To the casual observer, Marfa may not have much to offer. But au contraire, mon frere, there is much to see in this tiny Texas town.

First, of course, are the Marfa lights. For the uninitiated, they are mysterious orbs that have appeared and disappeared in the nighttime desert sky for more than 100 years. First thought to be Apache campfires, settlers soon realized there was something paranormal about the lights, and their origin, and the mystery surrounding them was born.

Nine miles outside of the city, on the grounds of the old Marfa Army Air Field, is the official Marfa Lights Viewing Center, a place where you can get cozy under the stars and watch for the little balls of light to dance across the Mitchell Flat at the base of the Chinati Mountains.

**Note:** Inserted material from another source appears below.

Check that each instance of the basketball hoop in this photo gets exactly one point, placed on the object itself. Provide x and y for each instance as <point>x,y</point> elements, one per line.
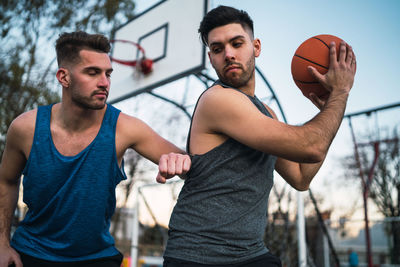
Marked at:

Naysayers will tell you the ghost lights are atmospheric reflections or car headlights, but after witnessing a couple of orbs play kiss-chase while moving up, down and then apart before fading away as quickly as they appeared, I can tell you only one thing ... that I have no idea what they are, but I'm not buying conventional theories explaining away their origin as something as lame as a car headlight (especially since they've been reported long before there were cars or electricity). Maybe seeing is believing, and isn't that half the fun? Check out the Marfa Lights Festival in September to get your fill.

When you've had enough of hunting ghost lights, Marfa has plenty to offer in the way of lodging and entertainment. There are plenty of traditional B&Bs where you can lay your head, but you may want to instead opt for the more quirky El Cosmico. It's essentially a campground where you don't have to bring your own tent, yurt, tee pee or renovated vintage trailer. They have them all on site and you simply pick which you'd like for the night. (I can personally recommend the 1953 Vagabond). The desert nights are cool and with clear skies, there is no better place to be. However, if you prefer something a little more traditional (with A/C), check out the Thunderbird Hotel. It looks like something out of the 50s, but is very modern inside with wifi, flat-screen TVs, a mini-bar and some locally-designed custom furnishings. The motorcourt offers bicycles for rent, to get a slower and more intimate tour of Marfa, and vintage typewriters, which travelers can use to crank out a nostalgic letter for friends back home.

So, aside from staring at the weird lights and stars and going to sleep, what else is there to do? Marfa has become a hotbed of an artist community and has more galleries than you could shake a stick at. This is due in no small part to the late New York artist Donald Judd who moved to the town in the 1970s. Judd is credited with starting the artist movement in Big Bend country and his work, and the work of other local artists, is preserved and curated by the Chinati Foundation.The artist community has evolved to such a degree that the small town now plays host to it's own annual film festival, the Marfa Film Festival, each May.

Where there are artists, chefs seem to follow and there is also no shortage of killer cuisine in Marfa. For lunch, I recommend Food Shark highly. How highly? I had two lunches in Marfa and ate there both days. The Mediterranean-by-way-of-West-Texas cuisine is incredible and I'll happily say the shark's Marfalafel is the best falafel I've had. For dinner, check out the upscale and formal Cochineal (reservations recommended) and don't skip dessert. The date pudding with rum caramel sauce and whipped cream really is worth a drive from Dallas. Seriously.

If that weren't enough, Marfa offers gliding tours, some hiking in the Chinati Mountains, a close proximity to Valentine and that odd Prada Marfa art installation and is only a short drive to Terlingua and Big Bend. A short drive east lies Alpine and Marathon, our final stop on the trip before heading for home.